I just haven't figured out a viable option that yet. If someone comes up with one I would certainly add it to the scoring system.
 
How about:

Losing games receive a survival bonus of Turns*Difficulty to base score.
Winning games receive a survival bonus of 540*Difficulty to base score.
 
It's a good suggestion.

The max score would need to take it into account, and probably vary by victory condition. If a conquest on Monarch can get an extra 2160 points at a 300AD best date, that modifies the curve quite a bit in comparison to a 1100AD spaceship that would also get the 2160 points.

Also, survival would become much more important on small maps than large (usable tile count). If the max score is ~8k, the 2k survival points make up a much larger percentage than on a game with the max score ~20k. So a % modifier based on the max score/normal max score would be in order.

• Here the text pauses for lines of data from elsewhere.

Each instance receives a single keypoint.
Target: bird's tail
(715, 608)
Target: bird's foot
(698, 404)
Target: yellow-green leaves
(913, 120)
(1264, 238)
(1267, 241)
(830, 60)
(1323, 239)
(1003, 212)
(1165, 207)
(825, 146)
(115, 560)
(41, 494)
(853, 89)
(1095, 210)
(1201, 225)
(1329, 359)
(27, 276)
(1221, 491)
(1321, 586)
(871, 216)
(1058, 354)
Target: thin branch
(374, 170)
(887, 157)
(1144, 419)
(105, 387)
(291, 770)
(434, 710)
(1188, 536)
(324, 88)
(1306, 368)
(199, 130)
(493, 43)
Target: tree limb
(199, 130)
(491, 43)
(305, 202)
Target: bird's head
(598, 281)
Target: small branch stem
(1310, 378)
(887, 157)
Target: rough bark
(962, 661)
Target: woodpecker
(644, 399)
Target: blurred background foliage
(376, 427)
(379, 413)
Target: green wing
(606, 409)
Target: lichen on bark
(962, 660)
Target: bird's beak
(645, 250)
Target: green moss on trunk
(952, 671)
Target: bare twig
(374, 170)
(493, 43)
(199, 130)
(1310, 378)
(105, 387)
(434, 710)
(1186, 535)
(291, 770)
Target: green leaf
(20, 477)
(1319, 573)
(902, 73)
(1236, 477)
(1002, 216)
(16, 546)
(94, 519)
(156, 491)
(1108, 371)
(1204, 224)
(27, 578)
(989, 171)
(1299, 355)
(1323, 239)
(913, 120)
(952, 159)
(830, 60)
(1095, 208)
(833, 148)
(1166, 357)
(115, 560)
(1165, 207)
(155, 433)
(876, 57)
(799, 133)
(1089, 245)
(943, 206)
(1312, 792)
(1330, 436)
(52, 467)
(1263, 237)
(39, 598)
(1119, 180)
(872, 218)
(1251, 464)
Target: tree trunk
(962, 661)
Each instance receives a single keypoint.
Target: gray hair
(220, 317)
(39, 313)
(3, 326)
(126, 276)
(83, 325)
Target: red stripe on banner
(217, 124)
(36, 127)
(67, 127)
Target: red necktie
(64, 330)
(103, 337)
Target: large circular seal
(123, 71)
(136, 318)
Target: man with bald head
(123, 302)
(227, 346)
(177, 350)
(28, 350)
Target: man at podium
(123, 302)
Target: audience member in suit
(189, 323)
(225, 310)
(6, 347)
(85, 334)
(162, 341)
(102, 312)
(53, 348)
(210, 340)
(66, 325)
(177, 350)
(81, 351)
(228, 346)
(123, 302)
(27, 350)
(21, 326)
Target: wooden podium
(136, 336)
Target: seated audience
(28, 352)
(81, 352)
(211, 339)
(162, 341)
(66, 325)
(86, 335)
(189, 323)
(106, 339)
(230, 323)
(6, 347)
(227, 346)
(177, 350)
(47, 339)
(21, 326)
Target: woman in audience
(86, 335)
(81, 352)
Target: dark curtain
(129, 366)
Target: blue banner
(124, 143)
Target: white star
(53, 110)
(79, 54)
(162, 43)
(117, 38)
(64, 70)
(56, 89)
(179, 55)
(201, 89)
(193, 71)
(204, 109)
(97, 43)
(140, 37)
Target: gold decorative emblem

Then Difficulty would probably want to be different than the ones used in-game. The increase in survival difficulty becomes progressively harder at each difficulty jump.

So maybe something like:

(Turns * Difficulty) * ((540 - PlayerTurn) / (540 - BestTurn)) * MaxScore/10000
(540 * Difficulty) * ((540 - PlayerTurn) / (540 - BestTurn)) * MaxScore/10000

Difficulty:

Chieftain: .25
Warlord: .50
Regent: 1
Monarch: 2
Emperor: 3.5
Deity: 6
 
Originally posted by Aeson way back in March :)
PlayerScore is the score that is given in-game. The formula for BaseScore isn't right, it should read: (and this is only done for wins, as no bonus is added for losses)

BaseScore = PlayerScore - ((2050 - PlayerDate) * Difficulty)

This just subtracts the in-game bonus from the in-game final score.
I've only just reached the dizzy heights of actually taking an interest in optimising my score, so I visited the page that describes the Jason scoring formula and fell over the above error. As this was apparent at least four months ago, perhaps it ought to be fixed by now?
 
Originally posted by Aeson
I shouldn't be forced to finish one way due to the scoring system, and that's doubly important now that the Medal Play has been introduced, giving a specified target victory condition for each game.

Quick Question, I thought that the Tournament was scored by earliest victory and that Jason score was not a factor. Am I wrong in this?